3) Base and bounds register pair. Have one register point to base (area you CAN use), and another point to bounds (area you CANT use). Use hardware checks that all memory references fall between base and bounds. This is simple to implement. Below is a representation of base + bound register in a physical RAM.
Issues with base and bounds register pair
1) One would need to preallocate the needed RAM. It’s possible to grow RAM on the fly, but this is awkward and complex. This also makes it tough to use processes efficiently
2) Memory gets fragmented. It gets fragmented both internally and externally. An example of internal fragmentation is that users might ask for more RAM than they actually need, causing a lot of wasted space.
3) Apps can change their own base and bounds register. This would be severe problem, but it has a simple fix: make register access privilged.

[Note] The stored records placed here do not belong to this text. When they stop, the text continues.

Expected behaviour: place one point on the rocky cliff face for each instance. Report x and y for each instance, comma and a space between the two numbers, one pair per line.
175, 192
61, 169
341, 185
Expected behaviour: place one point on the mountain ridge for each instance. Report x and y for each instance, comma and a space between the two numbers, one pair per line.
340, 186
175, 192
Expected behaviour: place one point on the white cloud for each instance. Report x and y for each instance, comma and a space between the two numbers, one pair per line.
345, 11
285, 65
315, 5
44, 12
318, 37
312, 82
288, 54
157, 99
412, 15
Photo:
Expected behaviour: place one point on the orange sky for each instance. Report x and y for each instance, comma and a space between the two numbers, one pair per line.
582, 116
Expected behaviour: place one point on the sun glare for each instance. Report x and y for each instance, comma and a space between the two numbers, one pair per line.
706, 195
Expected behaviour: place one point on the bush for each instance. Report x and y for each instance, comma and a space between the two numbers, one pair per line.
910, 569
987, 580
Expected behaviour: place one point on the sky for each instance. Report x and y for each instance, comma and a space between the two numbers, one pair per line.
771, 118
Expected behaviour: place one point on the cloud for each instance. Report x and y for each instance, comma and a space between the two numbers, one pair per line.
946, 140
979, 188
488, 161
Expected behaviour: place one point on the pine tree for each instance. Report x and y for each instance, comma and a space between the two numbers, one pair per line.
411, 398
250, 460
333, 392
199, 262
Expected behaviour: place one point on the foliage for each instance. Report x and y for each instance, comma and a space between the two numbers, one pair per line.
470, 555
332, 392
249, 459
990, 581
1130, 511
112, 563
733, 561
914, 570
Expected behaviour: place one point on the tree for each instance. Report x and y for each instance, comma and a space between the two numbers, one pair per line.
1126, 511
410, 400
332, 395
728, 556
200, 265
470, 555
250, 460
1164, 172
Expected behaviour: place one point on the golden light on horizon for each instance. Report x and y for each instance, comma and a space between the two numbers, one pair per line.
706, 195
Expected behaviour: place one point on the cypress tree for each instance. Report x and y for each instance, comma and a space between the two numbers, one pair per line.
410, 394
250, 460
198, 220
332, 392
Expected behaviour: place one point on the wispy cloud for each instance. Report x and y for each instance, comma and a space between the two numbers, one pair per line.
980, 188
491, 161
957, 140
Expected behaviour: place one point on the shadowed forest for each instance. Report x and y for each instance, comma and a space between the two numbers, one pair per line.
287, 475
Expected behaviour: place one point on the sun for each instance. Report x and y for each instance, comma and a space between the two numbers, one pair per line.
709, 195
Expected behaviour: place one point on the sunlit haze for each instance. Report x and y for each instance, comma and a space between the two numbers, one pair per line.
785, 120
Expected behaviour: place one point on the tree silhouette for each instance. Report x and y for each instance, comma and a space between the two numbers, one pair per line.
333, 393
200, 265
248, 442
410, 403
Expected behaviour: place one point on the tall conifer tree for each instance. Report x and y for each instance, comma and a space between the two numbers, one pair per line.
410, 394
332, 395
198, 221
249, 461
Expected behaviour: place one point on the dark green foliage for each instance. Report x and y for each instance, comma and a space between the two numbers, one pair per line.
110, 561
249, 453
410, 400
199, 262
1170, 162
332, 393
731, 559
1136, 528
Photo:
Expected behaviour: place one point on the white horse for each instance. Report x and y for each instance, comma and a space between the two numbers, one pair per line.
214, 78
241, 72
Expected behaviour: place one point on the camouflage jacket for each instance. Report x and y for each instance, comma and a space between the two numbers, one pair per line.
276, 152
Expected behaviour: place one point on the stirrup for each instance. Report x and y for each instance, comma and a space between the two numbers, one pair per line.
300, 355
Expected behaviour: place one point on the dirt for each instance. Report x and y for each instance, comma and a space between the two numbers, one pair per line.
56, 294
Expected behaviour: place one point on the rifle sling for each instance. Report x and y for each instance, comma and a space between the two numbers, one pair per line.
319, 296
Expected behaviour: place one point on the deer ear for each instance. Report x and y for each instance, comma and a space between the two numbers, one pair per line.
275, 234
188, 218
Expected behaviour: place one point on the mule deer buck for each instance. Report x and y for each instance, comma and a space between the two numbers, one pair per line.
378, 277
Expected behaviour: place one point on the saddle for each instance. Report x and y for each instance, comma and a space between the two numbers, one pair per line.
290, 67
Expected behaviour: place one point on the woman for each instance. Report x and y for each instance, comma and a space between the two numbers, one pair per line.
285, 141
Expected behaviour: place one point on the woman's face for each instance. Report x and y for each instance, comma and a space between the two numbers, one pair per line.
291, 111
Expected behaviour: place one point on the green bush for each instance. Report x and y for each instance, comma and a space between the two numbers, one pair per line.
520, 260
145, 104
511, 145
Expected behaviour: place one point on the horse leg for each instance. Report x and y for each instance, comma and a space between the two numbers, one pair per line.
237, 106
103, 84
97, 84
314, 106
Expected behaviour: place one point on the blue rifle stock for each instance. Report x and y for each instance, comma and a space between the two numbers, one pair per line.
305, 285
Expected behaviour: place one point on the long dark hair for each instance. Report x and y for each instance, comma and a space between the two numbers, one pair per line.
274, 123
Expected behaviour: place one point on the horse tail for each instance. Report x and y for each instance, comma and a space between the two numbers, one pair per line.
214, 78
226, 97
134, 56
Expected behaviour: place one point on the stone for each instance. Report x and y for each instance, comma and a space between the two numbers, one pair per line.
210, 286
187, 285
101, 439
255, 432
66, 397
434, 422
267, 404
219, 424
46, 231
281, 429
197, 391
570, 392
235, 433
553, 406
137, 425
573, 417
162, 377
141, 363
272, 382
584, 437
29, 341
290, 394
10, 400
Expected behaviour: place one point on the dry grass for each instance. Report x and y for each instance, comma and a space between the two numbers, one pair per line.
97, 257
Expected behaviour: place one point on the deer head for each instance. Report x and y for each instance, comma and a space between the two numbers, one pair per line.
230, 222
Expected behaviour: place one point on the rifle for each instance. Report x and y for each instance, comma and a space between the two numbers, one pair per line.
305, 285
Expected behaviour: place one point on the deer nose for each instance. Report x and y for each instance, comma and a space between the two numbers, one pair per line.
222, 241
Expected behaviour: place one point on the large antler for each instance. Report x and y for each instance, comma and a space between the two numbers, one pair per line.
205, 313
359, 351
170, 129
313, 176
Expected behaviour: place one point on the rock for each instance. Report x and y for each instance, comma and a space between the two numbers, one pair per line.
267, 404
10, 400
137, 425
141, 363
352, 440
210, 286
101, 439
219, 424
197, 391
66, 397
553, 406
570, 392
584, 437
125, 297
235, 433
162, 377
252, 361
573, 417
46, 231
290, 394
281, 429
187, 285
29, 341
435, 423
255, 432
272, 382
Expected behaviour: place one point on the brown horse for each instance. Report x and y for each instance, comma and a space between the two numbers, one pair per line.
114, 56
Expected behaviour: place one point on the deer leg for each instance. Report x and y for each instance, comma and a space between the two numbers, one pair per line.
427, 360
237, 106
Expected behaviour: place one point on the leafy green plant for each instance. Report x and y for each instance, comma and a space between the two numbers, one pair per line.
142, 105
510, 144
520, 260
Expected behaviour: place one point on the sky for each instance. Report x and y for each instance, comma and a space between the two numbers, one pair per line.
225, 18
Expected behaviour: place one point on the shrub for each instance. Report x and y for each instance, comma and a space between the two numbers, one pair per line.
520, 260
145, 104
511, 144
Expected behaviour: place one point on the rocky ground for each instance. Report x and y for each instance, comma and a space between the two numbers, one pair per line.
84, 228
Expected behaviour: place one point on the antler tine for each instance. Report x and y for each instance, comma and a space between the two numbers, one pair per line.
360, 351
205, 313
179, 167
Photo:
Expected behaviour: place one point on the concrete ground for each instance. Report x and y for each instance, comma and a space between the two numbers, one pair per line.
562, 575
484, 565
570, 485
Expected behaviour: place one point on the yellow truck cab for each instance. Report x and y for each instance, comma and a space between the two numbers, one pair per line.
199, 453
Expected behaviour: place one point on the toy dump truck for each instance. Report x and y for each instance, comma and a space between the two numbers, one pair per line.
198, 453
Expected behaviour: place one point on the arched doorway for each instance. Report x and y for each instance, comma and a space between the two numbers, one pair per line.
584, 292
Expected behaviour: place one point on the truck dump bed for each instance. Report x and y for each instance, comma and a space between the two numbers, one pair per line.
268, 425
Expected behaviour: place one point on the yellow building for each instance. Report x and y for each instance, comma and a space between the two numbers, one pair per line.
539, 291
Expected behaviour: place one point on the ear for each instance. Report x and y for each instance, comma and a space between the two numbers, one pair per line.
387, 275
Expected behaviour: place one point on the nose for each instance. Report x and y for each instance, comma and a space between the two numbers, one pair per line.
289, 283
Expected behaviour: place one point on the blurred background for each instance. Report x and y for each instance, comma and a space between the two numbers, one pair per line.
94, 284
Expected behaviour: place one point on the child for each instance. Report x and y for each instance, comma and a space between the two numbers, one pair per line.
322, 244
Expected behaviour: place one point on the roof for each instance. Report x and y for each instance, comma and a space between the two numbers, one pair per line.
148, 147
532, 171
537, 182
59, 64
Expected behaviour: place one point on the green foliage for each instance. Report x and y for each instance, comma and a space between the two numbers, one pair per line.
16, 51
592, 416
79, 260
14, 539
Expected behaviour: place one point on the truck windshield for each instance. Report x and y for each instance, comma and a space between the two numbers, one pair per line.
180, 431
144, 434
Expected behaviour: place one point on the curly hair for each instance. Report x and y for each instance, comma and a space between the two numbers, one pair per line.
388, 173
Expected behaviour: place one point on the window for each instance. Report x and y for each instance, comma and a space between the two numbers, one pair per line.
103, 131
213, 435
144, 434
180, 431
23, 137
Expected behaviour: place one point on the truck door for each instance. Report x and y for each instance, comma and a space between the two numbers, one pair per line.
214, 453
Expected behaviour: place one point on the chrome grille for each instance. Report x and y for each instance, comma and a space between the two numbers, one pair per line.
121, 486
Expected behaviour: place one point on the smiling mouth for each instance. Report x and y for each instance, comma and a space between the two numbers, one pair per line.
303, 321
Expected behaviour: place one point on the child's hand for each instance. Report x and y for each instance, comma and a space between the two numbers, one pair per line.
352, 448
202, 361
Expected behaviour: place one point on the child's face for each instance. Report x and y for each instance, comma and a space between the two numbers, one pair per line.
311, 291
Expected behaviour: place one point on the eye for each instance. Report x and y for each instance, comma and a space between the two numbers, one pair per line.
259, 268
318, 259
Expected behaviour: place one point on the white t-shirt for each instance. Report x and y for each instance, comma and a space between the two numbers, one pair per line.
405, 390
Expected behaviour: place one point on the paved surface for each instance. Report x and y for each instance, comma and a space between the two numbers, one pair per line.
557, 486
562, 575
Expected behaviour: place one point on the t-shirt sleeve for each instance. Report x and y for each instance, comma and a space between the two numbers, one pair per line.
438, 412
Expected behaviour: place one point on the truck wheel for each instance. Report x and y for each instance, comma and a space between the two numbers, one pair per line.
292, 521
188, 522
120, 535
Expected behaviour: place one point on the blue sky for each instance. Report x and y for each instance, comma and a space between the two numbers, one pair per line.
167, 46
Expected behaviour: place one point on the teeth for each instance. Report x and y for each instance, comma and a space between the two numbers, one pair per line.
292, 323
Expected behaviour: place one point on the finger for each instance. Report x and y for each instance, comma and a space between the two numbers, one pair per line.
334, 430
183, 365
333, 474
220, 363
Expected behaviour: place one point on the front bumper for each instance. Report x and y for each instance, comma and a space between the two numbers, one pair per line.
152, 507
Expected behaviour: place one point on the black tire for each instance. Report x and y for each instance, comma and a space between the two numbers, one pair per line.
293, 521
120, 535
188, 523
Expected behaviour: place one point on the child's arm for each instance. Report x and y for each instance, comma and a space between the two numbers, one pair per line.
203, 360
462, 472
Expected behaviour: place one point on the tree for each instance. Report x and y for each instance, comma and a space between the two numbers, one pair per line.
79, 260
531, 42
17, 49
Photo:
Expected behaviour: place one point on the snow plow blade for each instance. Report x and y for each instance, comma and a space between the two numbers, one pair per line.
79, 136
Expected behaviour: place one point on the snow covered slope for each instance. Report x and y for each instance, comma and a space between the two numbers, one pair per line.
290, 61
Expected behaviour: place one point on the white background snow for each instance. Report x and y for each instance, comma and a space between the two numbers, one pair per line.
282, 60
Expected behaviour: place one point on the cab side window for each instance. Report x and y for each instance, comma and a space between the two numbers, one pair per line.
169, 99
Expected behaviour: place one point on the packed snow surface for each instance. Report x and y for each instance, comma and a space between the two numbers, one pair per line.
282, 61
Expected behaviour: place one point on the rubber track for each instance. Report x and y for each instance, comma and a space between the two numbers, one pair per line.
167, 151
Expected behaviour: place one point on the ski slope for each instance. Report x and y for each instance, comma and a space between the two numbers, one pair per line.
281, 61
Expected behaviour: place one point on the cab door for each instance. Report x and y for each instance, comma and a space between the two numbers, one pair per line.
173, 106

4) Shared memory is not practical. Generally, processes can only access their own space.
4) Multiple base and bounds pairs. For example, have one base and bounds pair for read only text, one for read-write data, etc.
Issues with multiple base and bounds pairs
1) Need to allocate base/bounds for every command. For example, say you have text for ‘cat’ between 0x30000 and 0x40000. Now when you compile and link cat, you have tell the linker where cat’s going to execute. Fortunately, this has solutions. One solution is to make all commands use relative jumps. However, this solution requires a rewriting of many commands. Another solution is to use dynamic linking or patching.
2) Fragmentation - A segment can’t grow or shrink easily since they must be contiguous. One solution is to use fixed size pages.
Solution 1: Fixed size pages
One approach to this is for every 64-bit virtual address to have the first 16 bits be a segment number and the last 48 bits are the offset into the segment. This still leaves the fragmentation problem. We can't grow / shrink segments easily because they have to be contiguous.
We want to solve the fragmentation problem the same way we did it in file systems. Break memory into fixed size pages. There might be some internal fragmentation still but it's not a big issue. An example size page is 4KiB.
The page number is used as an offset into a page table, and the page table holds pointers that point to the physical address. We also want a way to indicate in the page table that a page doesn't exist. This requires hardware assistance. Every time we do a load / store we present a virtual address to the hardware, it will map through a page table to find the actual physical address. This would be too slow in software which is why it needs to be done with help from hardware.
(An illustration of fixed size page)
Solution 2: Software emulation of 2-level page table
// This is a C implementation of a 2-level page table pmap function
size_t pmap(size_t va){
int offset = va&(1 <<12) - 1;
int lo = va >> 12 & (1 << 10) - 1;
int hi = va >> 22;
size_t *l0page = PAGETABLE[hi]; //privileged register %cr3
if (l0page == FAULT){
return FAULT;
}
size_t *l1page = l0page[lo];
if (l1page == FAULT){
return FAULT;
}
return l1page + offset;
}
What happens if hardware FAULTs due to bad page table entry (PTE)? It can trap. Also, the kernel can terminate the process, send SIGSEGV to the process, and arrange for the accessed page to be loaded into RAM. This can help extend RAM.